|WHAT YOU NEED TO KNOW|
|Nib Material||18k gold, rhodium plated|
|Dimensions||Capped Length: 5.7″ / 145mm
Barrel Ø: .5″ / 13mm
|Notes||Available in many different colors and styles.|
|Price||MSRP $275, Street $275|
The Waterman Carène is a pen I didn’t fully appreciate until I got my hands on it. One day, after using it off and on for a few months, I sat it down and picked up a Parker 51. I was startled by how similar the two pens were and thought the Carène could very easily be a modern interpretation of the 51. Before I get into the details of the pen, if you’d like to read a little story of how I acquired it, or to be more accurate, how my wife acquired it, check out this post.
The Carène is a svelte, well made fountain pen that sits very comfortably in the hand. It comes in a variety of colors and styles and is made by a company with more than 120 years of experience with fine writing instruments. The pen is well made and feels like a high quality product. Waterman has paid strong attention to the details as nothing wiggles or wobbles and tolerances are tight all around. Nothing annoys me more than seeing large or uneven gaps between parts. One great example is the cap closure mechanism. It’s a snap cap that holds the cap on securely and makes a satisfying “snkt!” when opened or closed. But the most important part is that when the pen is capped, the cap doesn’t wiggle or move back and forth. It feels as solid as a single piece of rod stock.
The clip is spring loaded and due to its shape, allows it to be easily slid into place in a shirt pocket, pen case, or over the lip of a jeans pocket. The tension is sufficient enough to keep the pen wherever you place it.
There’s no doubt the star of this pen is the nib. It’s an 18k gold, rhodium plated, inlaid nib in medium width that is so smooth it has raised the bar for smoothness. I didn’t know a nib could be this smooth. It really is rather amazing. Don’t expect any flex or give from the nib though. The only downside about the inlaid design is that if your finger rest on any part of the nib you’re likely to get a little bit of ink on your finger. I’ve experienced this same issue with Sheaffer’s inlaid nib on the PFM. I don’t see this being a problem for most people but it’s something that should at least be noted.
The cartridge/converter filling system in the Carène works just as well as any other c/c system and uses the common international sized fitting. The included Waterman branded converter does seem of much higher quality than almost any other converter I’ve ever used. It’s solid and the action is smooth, which is very different from some of the super cheaper converters that feel like they’re going to break when I’m just trying to fill the pen.
Getting to the converter involves removing the barrel, of course, and Waterman decided to include a couple of o-rings near the section threads. I’m not sure of their exact purpose as I’m fairly certain Waterman didn’t intend for this pen to be used as an eye-dropper. If I had to guess, I would say the o-rings are there mostly to enhance the feeling of attaching and removing the barrel. It really feels like the barrel is sealed tight when screwed to the section. Whatever the reason they’re there, I haven’t discovered any drawbacks.

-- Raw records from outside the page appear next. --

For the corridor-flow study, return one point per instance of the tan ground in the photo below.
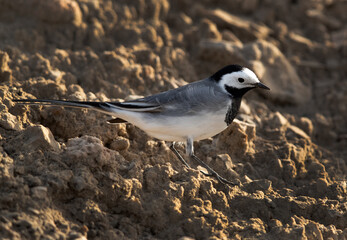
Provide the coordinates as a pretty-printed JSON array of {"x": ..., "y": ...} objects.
[{"x": 67, "y": 174}]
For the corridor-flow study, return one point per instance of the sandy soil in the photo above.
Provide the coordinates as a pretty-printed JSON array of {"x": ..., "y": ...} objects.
[{"x": 67, "y": 174}]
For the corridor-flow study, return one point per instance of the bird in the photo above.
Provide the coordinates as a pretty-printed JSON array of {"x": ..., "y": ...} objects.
[{"x": 189, "y": 113}]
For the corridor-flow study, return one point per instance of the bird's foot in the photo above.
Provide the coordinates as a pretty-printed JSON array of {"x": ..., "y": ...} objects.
[{"x": 174, "y": 150}]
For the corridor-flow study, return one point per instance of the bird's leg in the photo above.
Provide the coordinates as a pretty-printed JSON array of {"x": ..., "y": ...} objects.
[
  {"x": 190, "y": 152},
  {"x": 173, "y": 149}
]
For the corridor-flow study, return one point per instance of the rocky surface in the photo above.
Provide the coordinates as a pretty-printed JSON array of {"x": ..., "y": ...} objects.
[{"x": 67, "y": 174}]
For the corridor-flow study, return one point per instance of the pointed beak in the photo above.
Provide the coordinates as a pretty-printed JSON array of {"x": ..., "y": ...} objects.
[{"x": 260, "y": 85}]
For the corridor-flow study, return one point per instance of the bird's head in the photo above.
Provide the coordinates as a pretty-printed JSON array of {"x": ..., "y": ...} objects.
[{"x": 237, "y": 80}]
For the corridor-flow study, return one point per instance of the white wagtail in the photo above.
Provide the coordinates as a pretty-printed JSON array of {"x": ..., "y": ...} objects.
[{"x": 193, "y": 112}]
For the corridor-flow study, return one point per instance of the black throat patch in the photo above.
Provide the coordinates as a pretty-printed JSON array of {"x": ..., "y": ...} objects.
[{"x": 232, "y": 111}]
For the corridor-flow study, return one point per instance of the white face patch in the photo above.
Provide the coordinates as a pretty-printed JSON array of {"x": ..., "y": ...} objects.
[{"x": 234, "y": 79}]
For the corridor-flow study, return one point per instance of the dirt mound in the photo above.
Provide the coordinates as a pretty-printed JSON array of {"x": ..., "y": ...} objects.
[{"x": 67, "y": 174}]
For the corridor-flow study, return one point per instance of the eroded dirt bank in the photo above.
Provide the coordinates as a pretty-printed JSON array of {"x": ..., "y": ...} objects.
[{"x": 67, "y": 174}]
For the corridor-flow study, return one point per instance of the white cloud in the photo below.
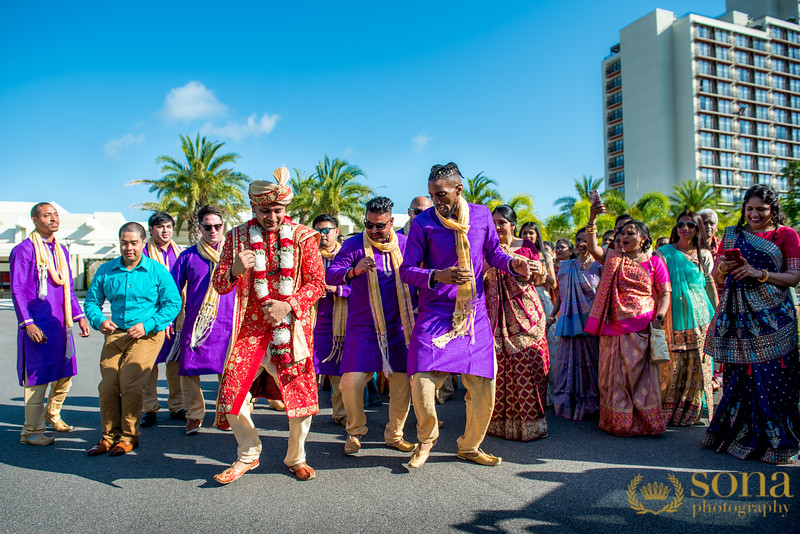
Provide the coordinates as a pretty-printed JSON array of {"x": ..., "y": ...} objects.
[
  {"x": 192, "y": 101},
  {"x": 113, "y": 148},
  {"x": 237, "y": 130},
  {"x": 420, "y": 141}
]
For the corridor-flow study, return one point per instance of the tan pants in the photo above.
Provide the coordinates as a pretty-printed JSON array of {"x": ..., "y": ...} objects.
[
  {"x": 352, "y": 387},
  {"x": 125, "y": 365},
  {"x": 34, "y": 404},
  {"x": 337, "y": 405},
  {"x": 246, "y": 434},
  {"x": 193, "y": 398},
  {"x": 150, "y": 395},
  {"x": 479, "y": 400}
]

The only critique of this pen that I can find has to do with posting the cap. On this pen, I think posting the cap is mandatory. The cap sits deep down on the barrel and I’ve noticed that unless I really shove it on, it tends to loosen itself while I’m writing which becomes very annoying. The inside of the cap is all plastic and the finish on the pen is supposed to be some kind of lacquer, but I don’t know how durable it is. The good thing is that I haven’t noticed any wear from having to post the cap with more force than I’d like to use.
Waterman has build a heck of a good pen with the Carène and with the number of available finishes and styles, everyone should be able to find a version they like. My only hesitation with this pen is the price. At $275 it’s a bit steep. But, you will be getting a very well made, high quality writing instrument.
Early on I mentioned that the Carène could be considered a modern interpretation of the Parker 51. Try not to read into that statement too much. I know Parker introduced a special edition of the 51 in 2002, but as far as I’m concerned they completely ruined it. Now, I’m not saying that Waterman copied the 51, or that the Carène is better or worse than the 51. I’m merely noting the striking similarities. Maybe the Carène is so similar because it’s such a good design. Who knows?
Take, for instance, the cap system. The 51 used a slip cap with a clutch and the Carène improved on that with the snap cap. Take a look at the images below and you can see the similarity between the two when capped, uncapped, and posted. I can hear some of you screaming, “But what about the nib?! It’s not a hooded nib!!!” You’re right. But the biggest complaint I’ve heard against the 51 is that it looks too much like a ballpoint because you can’t tell there’s a nib. The Carène solves that by putting the nib on the outside and matching the profile of the section.
The point I’m trying to make with this comparison is that if you like the idea of the 51 but want something modern, the Carène is probably the answer. Although, there’s always the Lamy 2000 which cost half as much as the Carène.